HTML5 offers some real advantages in the consumer space and for tools such as social media and video. However, the reality is that it’s not mature enough as a tool for business applications. Issues such as security, synchronicity and the very fact that it’s an evolving standard make it an unreliable option for enterprises. Consideration of these pain points offers a reminder that, while the future may be an HTML5 one, right now it’s not the panacea for mobile development. Moreover, for those looking to mobilise their enterprise applications, the priority is that sensitive data is kept safe, and applications perform as they should.
The security of data is a key concern, and the vulnerabilities that we associate with HTML applications – phishing, malware and denial of service attacks – still apply. In its new 2012 Security Threat Report, Sophos cites that HTML5 offers cyber criminals “new ways to trick people into passing on potentially sensitive data or installing malware”, and that “the sophisticated presentation layers that can be created using HTML5 ‘blur the lines’ between what's running on the device and what's on the internet”.

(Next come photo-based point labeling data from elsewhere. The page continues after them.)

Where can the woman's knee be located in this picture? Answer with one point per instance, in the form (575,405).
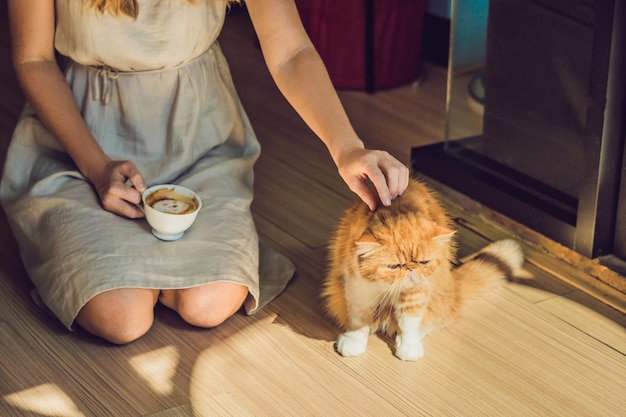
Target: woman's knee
(119,316)
(211,304)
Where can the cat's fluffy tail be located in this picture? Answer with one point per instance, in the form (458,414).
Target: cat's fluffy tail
(488,269)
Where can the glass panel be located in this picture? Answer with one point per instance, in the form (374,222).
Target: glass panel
(533,69)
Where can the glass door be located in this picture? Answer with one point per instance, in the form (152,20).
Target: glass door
(535,120)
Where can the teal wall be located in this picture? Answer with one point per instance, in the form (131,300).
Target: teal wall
(470,29)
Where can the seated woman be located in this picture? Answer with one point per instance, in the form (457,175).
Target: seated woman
(142,95)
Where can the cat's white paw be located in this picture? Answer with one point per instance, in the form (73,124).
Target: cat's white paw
(409,350)
(353,343)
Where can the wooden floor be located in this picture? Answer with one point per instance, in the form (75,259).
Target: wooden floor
(534,348)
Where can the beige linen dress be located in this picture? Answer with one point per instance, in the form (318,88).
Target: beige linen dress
(157,91)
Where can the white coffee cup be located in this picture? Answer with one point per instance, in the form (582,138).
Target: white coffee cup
(170,210)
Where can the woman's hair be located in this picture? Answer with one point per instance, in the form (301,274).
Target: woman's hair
(127,7)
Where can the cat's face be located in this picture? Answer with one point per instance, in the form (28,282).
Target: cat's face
(403,254)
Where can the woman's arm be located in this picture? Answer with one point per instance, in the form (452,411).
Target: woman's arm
(32,38)
(301,76)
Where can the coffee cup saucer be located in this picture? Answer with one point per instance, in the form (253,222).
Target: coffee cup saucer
(168,238)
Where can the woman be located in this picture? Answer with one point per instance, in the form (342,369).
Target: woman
(143,96)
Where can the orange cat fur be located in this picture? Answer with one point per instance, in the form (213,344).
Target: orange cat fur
(391,270)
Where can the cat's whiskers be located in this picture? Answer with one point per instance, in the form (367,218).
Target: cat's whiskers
(389,297)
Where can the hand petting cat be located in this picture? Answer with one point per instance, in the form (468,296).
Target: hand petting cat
(358,167)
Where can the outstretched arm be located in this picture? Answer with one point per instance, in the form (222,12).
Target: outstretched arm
(301,76)
(32,37)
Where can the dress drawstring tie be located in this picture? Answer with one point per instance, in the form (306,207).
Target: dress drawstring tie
(102,84)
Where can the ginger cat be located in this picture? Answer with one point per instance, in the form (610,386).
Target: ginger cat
(392,270)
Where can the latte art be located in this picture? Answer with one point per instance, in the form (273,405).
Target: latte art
(169,201)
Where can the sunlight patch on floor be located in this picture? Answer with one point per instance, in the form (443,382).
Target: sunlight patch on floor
(46,400)
(158,368)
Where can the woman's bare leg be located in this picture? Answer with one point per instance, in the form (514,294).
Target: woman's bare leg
(206,305)
(119,316)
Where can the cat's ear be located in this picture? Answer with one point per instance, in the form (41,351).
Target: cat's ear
(367,244)
(443,235)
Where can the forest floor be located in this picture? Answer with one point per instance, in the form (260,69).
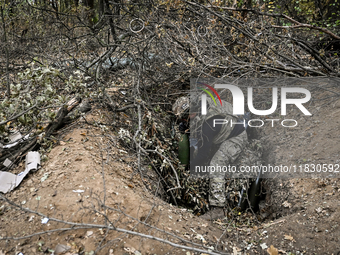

A common example is when using a Facebook iPhone application and receiving a notification that a ‘friend’ has tagged a photo of you. Since the 3G coverage in your area is weak, you might not recognise yourself in the picture, or else the tag has come through before the picture. A comparable business context could be using a PO approval app on a mobile device that runs on HTML5, and receiving a request to approve or reject it before the cost breakdown comes through. This would effectively mean approving without knowledge of the full facts. While for social media apps there may be less severe consequences, in the enterprise there is far more sensitive data at stake and huge implications for the business if things go wrong.
The very fact that HTML5 is an evolving standard means it's not a ‘model de facto’, but a technology that is still in its infancy stages. The World Wide Web Consortium (W3C) will not finalise the definition of the HTML5 standard for several more years, which poses significant levels of uncertainty around its validity and reliability. For example, given the issue with synchronisation between objects, developers will find they constantly have to patch problems when HTML5 doesn’t perform as it should, which will cost money and time. Unfortunately, when working with an immature technology, an entire code can very quickly become unmanageable. Certainly when 4G arrives in the next four to five years, many of these concerns will evaporate, but until then we have to consider HTML5 in the context of 3G, and therefore not a foolproof technology.
In four to five years time, when 4G will be widely available, HTML5 might well have matured enough to be seriously considered for a range of different development purposes, including as a tool for business applications. Until then, in order to successfully develop for enterprises, it's more sensible to opt for something that can run natively. This means applications can be optimised to the programming interface that a specific device platform offers. Mobile application platforms are built on the same premise as HTML5 – develop once, deploy anywhere – but they have none of the above mentioned issues around security and synchronicity, and so offer a much safer option until HTML5 technology matures.